What is your current role? Tell us a bit about your line of research.
I am an Assistant Professor of Avian Genomics at Texas A&M University, USA. My research is guided by my personal belief of using science for the greater good. The research in our lab focuses on fundamental biological phenomena that also have relevance for society (animal agriculture, conservation, disease). We use a mix of experimental work, genomics approaches, and bioinformatics in our work. Current major focus areas are genome architecture of chicken, and microbiota assembly and regulation in birds.

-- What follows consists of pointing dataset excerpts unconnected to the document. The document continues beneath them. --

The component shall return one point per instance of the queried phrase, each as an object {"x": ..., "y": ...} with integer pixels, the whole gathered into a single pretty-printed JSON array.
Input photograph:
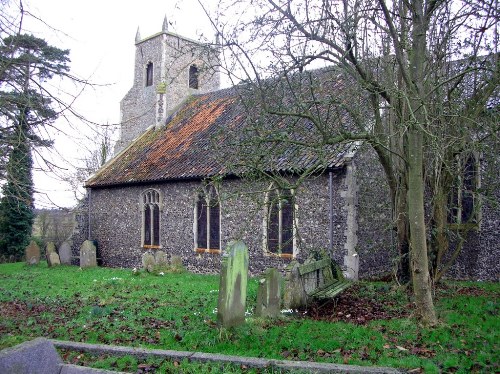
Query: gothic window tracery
[{"x": 151, "y": 219}]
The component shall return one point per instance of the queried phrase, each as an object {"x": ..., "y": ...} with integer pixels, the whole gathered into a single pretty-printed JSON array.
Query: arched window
[
  {"x": 208, "y": 221},
  {"x": 151, "y": 219},
  {"x": 149, "y": 74},
  {"x": 279, "y": 224},
  {"x": 193, "y": 77}
]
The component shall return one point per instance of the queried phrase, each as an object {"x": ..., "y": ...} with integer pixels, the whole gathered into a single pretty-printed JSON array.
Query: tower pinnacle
[{"x": 138, "y": 35}]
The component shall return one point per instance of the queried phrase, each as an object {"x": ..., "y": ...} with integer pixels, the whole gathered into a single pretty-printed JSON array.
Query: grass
[{"x": 178, "y": 311}]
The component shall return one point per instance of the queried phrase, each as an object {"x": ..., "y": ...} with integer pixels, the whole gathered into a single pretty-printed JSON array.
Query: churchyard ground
[{"x": 371, "y": 323}]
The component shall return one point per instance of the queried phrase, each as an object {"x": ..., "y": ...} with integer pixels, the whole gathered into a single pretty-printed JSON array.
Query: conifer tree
[{"x": 26, "y": 64}]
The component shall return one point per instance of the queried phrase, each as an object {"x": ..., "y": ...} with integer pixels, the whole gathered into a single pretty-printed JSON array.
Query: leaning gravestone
[
  {"x": 233, "y": 285},
  {"x": 161, "y": 259},
  {"x": 65, "y": 253},
  {"x": 32, "y": 253},
  {"x": 148, "y": 262},
  {"x": 88, "y": 254},
  {"x": 269, "y": 294},
  {"x": 53, "y": 259}
]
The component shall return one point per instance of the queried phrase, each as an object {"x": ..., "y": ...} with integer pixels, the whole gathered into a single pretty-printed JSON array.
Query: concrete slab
[{"x": 37, "y": 356}]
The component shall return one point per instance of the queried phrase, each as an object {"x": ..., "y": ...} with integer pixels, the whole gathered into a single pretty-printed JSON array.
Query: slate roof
[{"x": 200, "y": 140}]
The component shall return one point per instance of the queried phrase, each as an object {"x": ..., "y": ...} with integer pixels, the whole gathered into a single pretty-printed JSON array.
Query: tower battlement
[{"x": 168, "y": 69}]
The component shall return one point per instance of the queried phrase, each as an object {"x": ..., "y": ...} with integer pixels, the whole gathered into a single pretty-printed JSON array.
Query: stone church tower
[{"x": 168, "y": 69}]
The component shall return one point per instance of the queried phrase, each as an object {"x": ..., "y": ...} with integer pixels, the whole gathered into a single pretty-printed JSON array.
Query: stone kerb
[
  {"x": 65, "y": 253},
  {"x": 233, "y": 285},
  {"x": 269, "y": 294},
  {"x": 32, "y": 253},
  {"x": 36, "y": 356},
  {"x": 88, "y": 256}
]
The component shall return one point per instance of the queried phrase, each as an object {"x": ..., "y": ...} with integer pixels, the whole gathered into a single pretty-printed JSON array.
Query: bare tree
[{"x": 413, "y": 61}]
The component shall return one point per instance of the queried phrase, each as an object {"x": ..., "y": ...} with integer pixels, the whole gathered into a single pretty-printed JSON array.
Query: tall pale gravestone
[
  {"x": 148, "y": 262},
  {"x": 32, "y": 253},
  {"x": 269, "y": 294},
  {"x": 53, "y": 259},
  {"x": 50, "y": 251},
  {"x": 233, "y": 285},
  {"x": 161, "y": 258},
  {"x": 50, "y": 247},
  {"x": 295, "y": 296},
  {"x": 65, "y": 253},
  {"x": 88, "y": 256}
]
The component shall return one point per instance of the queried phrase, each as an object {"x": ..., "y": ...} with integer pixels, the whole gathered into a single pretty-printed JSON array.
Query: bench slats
[
  {"x": 332, "y": 287},
  {"x": 313, "y": 266}
]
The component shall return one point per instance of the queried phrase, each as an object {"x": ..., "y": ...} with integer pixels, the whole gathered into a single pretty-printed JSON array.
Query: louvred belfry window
[
  {"x": 208, "y": 220},
  {"x": 149, "y": 74},
  {"x": 151, "y": 219},
  {"x": 280, "y": 219},
  {"x": 193, "y": 77}
]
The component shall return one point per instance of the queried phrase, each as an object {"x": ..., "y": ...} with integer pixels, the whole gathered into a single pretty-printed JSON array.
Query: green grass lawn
[{"x": 178, "y": 312}]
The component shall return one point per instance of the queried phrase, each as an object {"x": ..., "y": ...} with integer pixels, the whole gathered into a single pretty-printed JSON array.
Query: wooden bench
[{"x": 319, "y": 280}]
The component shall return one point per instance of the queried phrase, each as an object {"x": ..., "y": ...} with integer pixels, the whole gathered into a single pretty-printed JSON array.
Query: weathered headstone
[
  {"x": 233, "y": 285},
  {"x": 49, "y": 248},
  {"x": 161, "y": 259},
  {"x": 269, "y": 294},
  {"x": 148, "y": 262},
  {"x": 53, "y": 259},
  {"x": 65, "y": 253},
  {"x": 32, "y": 253},
  {"x": 295, "y": 296},
  {"x": 176, "y": 263},
  {"x": 88, "y": 254}
]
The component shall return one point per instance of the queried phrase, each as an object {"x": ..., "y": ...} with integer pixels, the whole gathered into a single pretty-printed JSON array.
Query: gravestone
[
  {"x": 65, "y": 253},
  {"x": 161, "y": 259},
  {"x": 49, "y": 248},
  {"x": 148, "y": 262},
  {"x": 295, "y": 296},
  {"x": 53, "y": 259},
  {"x": 233, "y": 285},
  {"x": 88, "y": 254},
  {"x": 269, "y": 294},
  {"x": 32, "y": 253}
]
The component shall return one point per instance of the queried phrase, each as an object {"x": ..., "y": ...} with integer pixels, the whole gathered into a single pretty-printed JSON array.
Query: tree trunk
[{"x": 418, "y": 244}]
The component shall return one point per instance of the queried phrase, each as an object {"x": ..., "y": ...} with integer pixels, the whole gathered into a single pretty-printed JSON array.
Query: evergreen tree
[{"x": 26, "y": 64}]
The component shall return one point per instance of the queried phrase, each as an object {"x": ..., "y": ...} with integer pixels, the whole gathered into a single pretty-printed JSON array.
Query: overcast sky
[{"x": 100, "y": 35}]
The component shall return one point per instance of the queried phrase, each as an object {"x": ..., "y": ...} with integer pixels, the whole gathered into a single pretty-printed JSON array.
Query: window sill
[
  {"x": 286, "y": 256},
  {"x": 208, "y": 250},
  {"x": 151, "y": 246}
]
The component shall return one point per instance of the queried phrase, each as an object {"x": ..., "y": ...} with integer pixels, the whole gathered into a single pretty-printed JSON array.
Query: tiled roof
[{"x": 215, "y": 134}]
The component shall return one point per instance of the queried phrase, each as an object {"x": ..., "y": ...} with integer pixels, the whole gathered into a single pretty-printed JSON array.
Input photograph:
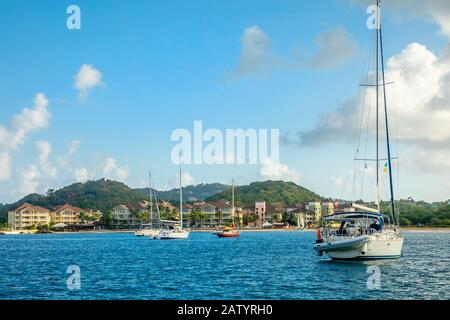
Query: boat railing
[{"x": 348, "y": 233}]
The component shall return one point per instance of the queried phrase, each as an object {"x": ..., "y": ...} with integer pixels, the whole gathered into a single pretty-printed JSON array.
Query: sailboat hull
[
  {"x": 375, "y": 248},
  {"x": 147, "y": 233},
  {"x": 173, "y": 235}
]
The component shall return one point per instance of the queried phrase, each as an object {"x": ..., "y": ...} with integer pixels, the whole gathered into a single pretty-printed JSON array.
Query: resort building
[
  {"x": 212, "y": 213},
  {"x": 28, "y": 215},
  {"x": 66, "y": 214},
  {"x": 327, "y": 208},
  {"x": 128, "y": 214}
]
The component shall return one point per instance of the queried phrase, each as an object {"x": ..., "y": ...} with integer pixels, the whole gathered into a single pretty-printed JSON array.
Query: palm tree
[
  {"x": 84, "y": 217},
  {"x": 134, "y": 214},
  {"x": 144, "y": 216},
  {"x": 107, "y": 219},
  {"x": 220, "y": 216},
  {"x": 202, "y": 216}
]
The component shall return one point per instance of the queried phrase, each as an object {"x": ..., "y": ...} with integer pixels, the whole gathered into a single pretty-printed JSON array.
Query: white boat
[
  {"x": 12, "y": 232},
  {"x": 173, "y": 234},
  {"x": 358, "y": 237},
  {"x": 367, "y": 234},
  {"x": 149, "y": 230},
  {"x": 176, "y": 233}
]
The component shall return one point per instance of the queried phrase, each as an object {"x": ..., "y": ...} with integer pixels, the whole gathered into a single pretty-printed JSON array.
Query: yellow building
[
  {"x": 66, "y": 214},
  {"x": 328, "y": 208},
  {"x": 315, "y": 207},
  {"x": 28, "y": 215}
]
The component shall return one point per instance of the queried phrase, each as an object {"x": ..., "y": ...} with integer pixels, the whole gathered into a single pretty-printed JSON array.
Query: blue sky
[{"x": 165, "y": 64}]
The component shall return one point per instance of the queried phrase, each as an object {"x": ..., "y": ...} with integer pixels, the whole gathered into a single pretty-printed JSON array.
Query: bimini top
[{"x": 353, "y": 215}]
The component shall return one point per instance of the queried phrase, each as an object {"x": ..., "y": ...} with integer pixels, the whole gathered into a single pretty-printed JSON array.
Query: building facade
[
  {"x": 27, "y": 215},
  {"x": 128, "y": 214},
  {"x": 66, "y": 214}
]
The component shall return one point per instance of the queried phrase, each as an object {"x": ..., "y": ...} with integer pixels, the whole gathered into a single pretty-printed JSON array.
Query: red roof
[
  {"x": 29, "y": 206},
  {"x": 68, "y": 206}
]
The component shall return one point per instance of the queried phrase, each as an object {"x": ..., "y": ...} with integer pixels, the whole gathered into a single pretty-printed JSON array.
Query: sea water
[{"x": 257, "y": 265}]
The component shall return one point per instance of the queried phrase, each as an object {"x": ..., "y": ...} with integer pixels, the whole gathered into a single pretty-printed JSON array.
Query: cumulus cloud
[
  {"x": 29, "y": 179},
  {"x": 87, "y": 79},
  {"x": 186, "y": 180},
  {"x": 5, "y": 166},
  {"x": 421, "y": 80},
  {"x": 255, "y": 52},
  {"x": 22, "y": 124},
  {"x": 273, "y": 170},
  {"x": 27, "y": 121},
  {"x": 335, "y": 47},
  {"x": 43, "y": 149},
  {"x": 437, "y": 11},
  {"x": 65, "y": 160},
  {"x": 81, "y": 175},
  {"x": 114, "y": 171}
]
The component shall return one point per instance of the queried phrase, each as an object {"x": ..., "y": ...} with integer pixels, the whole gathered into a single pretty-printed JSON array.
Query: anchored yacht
[{"x": 364, "y": 232}]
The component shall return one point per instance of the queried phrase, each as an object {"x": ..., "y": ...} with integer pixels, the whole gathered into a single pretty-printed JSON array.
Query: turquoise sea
[{"x": 258, "y": 265}]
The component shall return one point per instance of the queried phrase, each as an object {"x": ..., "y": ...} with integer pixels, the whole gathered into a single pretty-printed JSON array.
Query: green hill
[
  {"x": 271, "y": 191},
  {"x": 190, "y": 193}
]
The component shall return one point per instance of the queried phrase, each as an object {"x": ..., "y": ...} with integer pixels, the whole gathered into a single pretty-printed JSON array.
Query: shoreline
[{"x": 410, "y": 229}]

What are you excited about in science communication?
I remember the role of great science books and articles in inspiring me to become a scientist, and I am most excited about helping others find and love science as I do. But today, science communication has an important role to play in ensuring a stable and sane society. The COVID crisis has exposed the chasm that exists between scientists and the public’s understanding of even the most basic scientific facts. I am motivated by the challenge of working harder to help close the gap.
Why did you choose to participate in the ASAPbio Fellows program?
I have found some of the most exciting new discoveries in preprints, but I have also run into academics who dismiss preprints. I have seen enough preprints that went on to get published that I am certain that preprints make science communication and dissemination stronger, and doesn’t undermine confidence in it. I chose to participate in the ASAPbio Fellows program to get the pulse on how people at different institutions and career stages perceive preprints, and what the challenges are to wider acceptance of preprints. I hope to take away some strategies on improve current peer review and publishing practices.
Ask me about…
Birds. I am a lifelong birder (a.k.a birdwatcher), and birds drove my initial interest in science. Now as a professional avian geneticist, I don’t need to make excuses to go out and watch birds.